1. Field of the Invention
The present invention relates to a speech coding method and apparatus that uses a perceptual linear prediction (PLP) and an analysis-by-synthesis method to code/decode speech data.
2. Description of the Related Art
Speech processing systems include communication systems in which speech data is processed and transmitted between different users, etc. Speech processing systems also include equipment such as a digital audio tape recorder in which speech data is processed and stored in the recorder. The speech data is compressed (coded) and decompressed (decoded) using a variety of methods.
Various speech coders have been designed for voice communication in the related art. In particular, a linear prediction analysis-by-synthesis (LPAS) coder based a linear prediction. (LP) method is used in digital communication systems. The analysis-by-synthesis process refers to extracting characteristic coefficients of speech from a speech signal and regenerating the speech from the extracted characteristic coefficients.
Further, the LPAS coder uses a technique based on a code excited linear prediction (CELP) process. For example, the ITU-T (International Telecommunication Union-Telecommunication Standardization Sector) has defined several CELP specifications such as the G.723.1, G.728, G.729, etc. Other organizations have designated various CELP specifications, and thus there are several available specifications.

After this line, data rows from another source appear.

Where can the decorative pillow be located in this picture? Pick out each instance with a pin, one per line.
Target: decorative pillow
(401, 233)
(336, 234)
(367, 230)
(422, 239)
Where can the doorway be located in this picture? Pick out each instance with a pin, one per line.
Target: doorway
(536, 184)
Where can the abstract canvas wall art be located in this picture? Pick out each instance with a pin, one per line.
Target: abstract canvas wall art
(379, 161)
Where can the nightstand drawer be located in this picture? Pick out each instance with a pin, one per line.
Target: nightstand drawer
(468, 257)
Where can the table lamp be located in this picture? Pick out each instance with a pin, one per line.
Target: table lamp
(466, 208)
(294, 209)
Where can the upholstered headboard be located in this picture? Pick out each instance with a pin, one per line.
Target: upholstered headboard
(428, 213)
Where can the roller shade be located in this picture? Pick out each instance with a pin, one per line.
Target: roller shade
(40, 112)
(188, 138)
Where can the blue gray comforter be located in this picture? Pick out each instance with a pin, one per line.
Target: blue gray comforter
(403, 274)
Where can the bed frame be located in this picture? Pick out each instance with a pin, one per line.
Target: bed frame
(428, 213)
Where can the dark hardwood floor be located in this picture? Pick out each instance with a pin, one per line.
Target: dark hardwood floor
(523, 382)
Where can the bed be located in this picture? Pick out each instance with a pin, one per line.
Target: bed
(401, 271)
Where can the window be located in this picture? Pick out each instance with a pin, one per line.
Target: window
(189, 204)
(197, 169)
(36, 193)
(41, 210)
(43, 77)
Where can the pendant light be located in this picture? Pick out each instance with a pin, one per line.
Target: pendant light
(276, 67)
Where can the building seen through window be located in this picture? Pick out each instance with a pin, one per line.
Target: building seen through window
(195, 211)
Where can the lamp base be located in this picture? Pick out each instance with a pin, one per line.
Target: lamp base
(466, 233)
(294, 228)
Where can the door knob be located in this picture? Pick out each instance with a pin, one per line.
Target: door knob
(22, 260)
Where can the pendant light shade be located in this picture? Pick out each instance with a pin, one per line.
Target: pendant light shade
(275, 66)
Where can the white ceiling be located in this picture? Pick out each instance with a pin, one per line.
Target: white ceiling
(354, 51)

The CELP uses a codebook including M-numbered (generally, M=1024) code vectors that are different from each other. Then, an index of a codeword corresponding to an optimum code vector having the least recognition error between an original sound and a synthesized sound is transmitted to another entity. The other entity also includes the same codebook, and using the transmitted index, regenerates the original signal. Thus, because the index is transmitted rather than the entire speech segment, the speech data is compressed.
The transmission speed of the CELP speech coder is generally in the range of 4˜8kbps. Thus, it is difficult to quantize or code a time varying coefficient that is under 1 kbps. Further, a quantizing error of the coefficient causes degradation in the regenerated tone quality. Therefore, instead of using a scalar quantizer, a vector quantizer is used to code the coefficient at a low transmission speed. Accordingly, the quantizing error can be minimized thereby allowing for a more fine tone regeneration.

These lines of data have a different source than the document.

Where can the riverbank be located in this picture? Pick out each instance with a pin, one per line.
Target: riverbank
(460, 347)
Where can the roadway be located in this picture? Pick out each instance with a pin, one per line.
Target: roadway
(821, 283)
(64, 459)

Further, because the entire codebook is searched for the best coefficient, an efficient codebook search algorithm is used for real-time processing. For example, a Vector Sum Excited Linear Prediction (VSELP) speech coder developed by Motorola uses a search algorithm including a schematic codebook formed by a linear combination of several numbers of basic vectors. This algorithm reduces a channel error in comparison with a typical CELP using a random number codebook. The VSELP method also reduces an amount of memory required for storing the codebook.
However, when the LPAS coder uses the related art analysis-by synthesis methods such as the CELP and the VSELP, a person's auditory effect or hearing is not considered when extracting a coefficient of an input speech signal. Rather, the analysis-by-synthesis method only considers the characteristics of speech when extracting a characteristic coefficient. Further, because the auditory effect of a person is only considered when calculating an error of the original signal, the recovered tone quality and a transmission rate is disadvantageously degraded.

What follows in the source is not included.